I traveled to Nairobi as a student to help present a Google web application at the International Conference for Crisis Mappers. The day before the conference a few of us accompanied some locals who work and/or live in Mathare. Sitting in small circles, local groups Vision Generation, Blessed Youth Group and Sisi Ni Amani outlined their problems and their solutions. As they showed how they recruit people online to help rebuild a road or how they create digital maps of industrial pollution leaks from local knowledge, I was reminded of Ohio. Before entering graduate school, I worked as a grassroots environmental organizer – the kind that lobbies with citizens and flags you down on a street to talk about global warming. Years later in the hot and dimly lit metal shacks of Mathare, the scene felt oddly like so many activists meeting in Ohio during a big US House vote or Florida during the ‘08 elections. Locals in Mathare, humanitarian groups, and the UN use the same organizing strategies and technologies I learned as an organizer in the states — but they are using them in more innovative ways, infused with creative technological applications. The youth groups of Mathare are a perfect example.
As we squeezed single file through makeshift alleyways of Mathare, I talked excitedly with Felix, a boisterous youth group leader with Blessed Youth Groups and Sisi Ni Amani. Felix is a tenacious and charismatic community organizer, who sports a head full of dreadlocks. With animated gestures, Felix explained how his organization uses text messaging to resolve violent tribal conflicts between neighborhoods in the slum. After the infamous 2007 riots during the presidential election, Felix’s group began building a list of local cell phone numbers. Today they use the list to dispel potentially violent rumors: When a building recently caught on fire, the organization sent a message to everyone in the local area to confirm that the event was an accident rather than a motivated attack.
Cheap mass communication through Twitter, text messaging, and other technologies allows individuals to reach and mobilize more people quicker whether a vote is coming up in D.C. or violence is breaking out in the streets. But you have to make sure that the people you message trust you. Any new technology needs to be coupled what we already know about reaching people. Face-to-face, personal connection is essential. Organizers teach this, the increasingly high tech US political parties know this, and Felix is implementing it.
“Your message has to reach people in several ways and from at least one person they already trust,” Felix councils me as he stepped gingerly over a stream of raw sewage steadily flowing through the street. “That’s how to get them to signup for your e-list and make sure they listen when you text them in a few weeks.” This is the exact principle I told myself again and again as I sent emails to members of Environment Colorado from my air-conditioned office in Denver.
The world is becoming flat.

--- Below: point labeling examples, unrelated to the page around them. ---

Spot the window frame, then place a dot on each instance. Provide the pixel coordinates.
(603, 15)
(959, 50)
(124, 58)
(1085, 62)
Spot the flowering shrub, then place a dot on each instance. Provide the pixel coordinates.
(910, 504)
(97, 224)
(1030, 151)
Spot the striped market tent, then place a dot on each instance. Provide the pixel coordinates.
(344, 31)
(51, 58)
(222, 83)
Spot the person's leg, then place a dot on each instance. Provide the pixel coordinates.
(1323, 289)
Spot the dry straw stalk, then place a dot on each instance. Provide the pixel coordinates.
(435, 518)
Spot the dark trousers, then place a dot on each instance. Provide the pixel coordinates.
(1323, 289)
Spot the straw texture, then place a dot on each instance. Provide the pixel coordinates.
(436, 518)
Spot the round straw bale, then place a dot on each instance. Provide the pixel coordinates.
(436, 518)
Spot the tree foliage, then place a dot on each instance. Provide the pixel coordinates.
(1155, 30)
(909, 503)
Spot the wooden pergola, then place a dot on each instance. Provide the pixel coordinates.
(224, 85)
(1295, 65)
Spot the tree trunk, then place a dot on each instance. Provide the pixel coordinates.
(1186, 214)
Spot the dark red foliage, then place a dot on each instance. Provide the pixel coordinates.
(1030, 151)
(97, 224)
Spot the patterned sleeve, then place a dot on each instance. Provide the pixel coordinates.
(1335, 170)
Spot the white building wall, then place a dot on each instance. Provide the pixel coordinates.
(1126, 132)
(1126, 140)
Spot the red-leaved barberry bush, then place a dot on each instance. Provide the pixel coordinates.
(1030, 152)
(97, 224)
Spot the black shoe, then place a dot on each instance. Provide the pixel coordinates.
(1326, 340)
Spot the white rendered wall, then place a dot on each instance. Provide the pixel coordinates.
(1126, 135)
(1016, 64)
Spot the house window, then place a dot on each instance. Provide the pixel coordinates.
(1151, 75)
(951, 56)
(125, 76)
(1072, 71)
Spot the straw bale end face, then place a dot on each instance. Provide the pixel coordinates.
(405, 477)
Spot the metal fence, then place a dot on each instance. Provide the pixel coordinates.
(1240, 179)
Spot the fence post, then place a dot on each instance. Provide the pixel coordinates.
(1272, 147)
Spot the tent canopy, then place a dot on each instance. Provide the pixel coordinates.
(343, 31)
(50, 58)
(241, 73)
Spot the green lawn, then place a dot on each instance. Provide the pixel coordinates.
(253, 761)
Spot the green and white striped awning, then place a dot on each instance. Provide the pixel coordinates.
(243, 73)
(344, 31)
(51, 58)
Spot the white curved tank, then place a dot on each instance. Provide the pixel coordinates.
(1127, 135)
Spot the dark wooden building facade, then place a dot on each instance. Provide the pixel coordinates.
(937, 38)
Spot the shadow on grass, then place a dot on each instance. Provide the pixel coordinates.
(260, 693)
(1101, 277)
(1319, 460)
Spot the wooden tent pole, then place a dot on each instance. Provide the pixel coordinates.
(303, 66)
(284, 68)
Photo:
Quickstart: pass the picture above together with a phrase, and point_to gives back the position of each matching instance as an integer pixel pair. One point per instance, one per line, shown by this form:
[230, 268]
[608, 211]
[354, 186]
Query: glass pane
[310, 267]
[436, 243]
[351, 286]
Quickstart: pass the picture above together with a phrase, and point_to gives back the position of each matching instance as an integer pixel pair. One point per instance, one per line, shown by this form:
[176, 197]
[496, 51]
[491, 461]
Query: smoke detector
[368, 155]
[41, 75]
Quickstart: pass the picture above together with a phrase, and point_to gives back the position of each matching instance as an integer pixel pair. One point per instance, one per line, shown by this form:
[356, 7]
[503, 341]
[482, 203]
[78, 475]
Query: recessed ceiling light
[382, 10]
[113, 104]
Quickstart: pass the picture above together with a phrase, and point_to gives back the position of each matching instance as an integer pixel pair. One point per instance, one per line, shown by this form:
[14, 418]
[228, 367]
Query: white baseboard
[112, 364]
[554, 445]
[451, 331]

As the traditional barriers that separate us disappear, brands are getting bigger, political boundaries are fading, and sweatshops are growing more numerous. For decades, everyone from Thomas Friedman to Naomi Klein has warned that globalization increases corporate control and makes the average person weaker. While this may be true, we also need to focus on a concurrent and equally formidable, boundary-breaking effect: How the expansion of the increasingly participatory Internet and other technology is broadening the common space in which the world interacts. In this new paradigm, social media is reimagined as a democratizing force, but the key to this shift may be in the poorest places. Luckily, it’s easy to tune in, like, chat, and follow what’s going on.